Os novos governadores

Uma dado relevante da renovação dos governos estaduais é que muitos governadores representam uma nova geração de políticos na casa dos quarenta e poucos anos. Ainda que em muitos casos representem uma nova faceta mais moderninha das mesmas oligarquias de sempre, é bem melhor um Cássio Cunha Lima do que um ACM, não é mesmo?
Em outros casos, esses jovens governadores representam de fato novas visões e grupos políticos regionais, que vem a substituir as oligarquias tradicionais. só que em muitos casos, para dar certo no poder local, é preciso "negociar" e dividir poder com as mesmas bases que antes sustentavam a oligarquia tradicional.
Ou seja: cara nova, discurso novo e práticas antigas...

segunda-feira, janeiro 1

A posse, o desenvolvimento e o Rolls Royce

O pior da segunda posse do Presidente Lula não foi nem a falta de público, por causa da chuva, do descrédito com a política e do repeteco da posse; nem a cara de almofada do Aldo Rabelo ao lado do Presidente, com os braços em cima da mesa e claramente desconfortável (talvez com o Chinaglia bem à sua frente, em pé no corredor central), vai saber...
O pior mesmo é a sensação de estar numa República de Bananas ao ver o Presidente desfilar num Rolls Royce da década de 50 seguido pelo vive Presidente num Ford 29 "alugado especialmente" para o evento.
A cena é uma caricatura do nosso subdesenvolvimento e da nossa incapacidade de pensar e fazer o Desenvolvimento do país.
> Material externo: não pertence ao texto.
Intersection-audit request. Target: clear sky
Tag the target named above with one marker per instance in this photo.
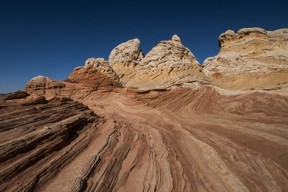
(52, 37)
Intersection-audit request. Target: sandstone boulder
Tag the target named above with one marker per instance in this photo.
(125, 58)
(252, 58)
(95, 73)
(167, 64)
(40, 85)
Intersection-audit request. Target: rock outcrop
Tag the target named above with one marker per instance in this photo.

Pense bem: num país em que o desenvolvimento fosse um aspecto central da estratégia de governo, em que a economia fosse integrada mundialmente, que tivesse em pleno desenvolvimento, com crescimento a altas taxas anuais, com uma democracia dinâmica e uma elite política que representasse de alguma maneira este espítito de desenvolvimento, nós teríamos o Presidente desfilando num Rolls Royce 53 e o Vice num Ford 29?!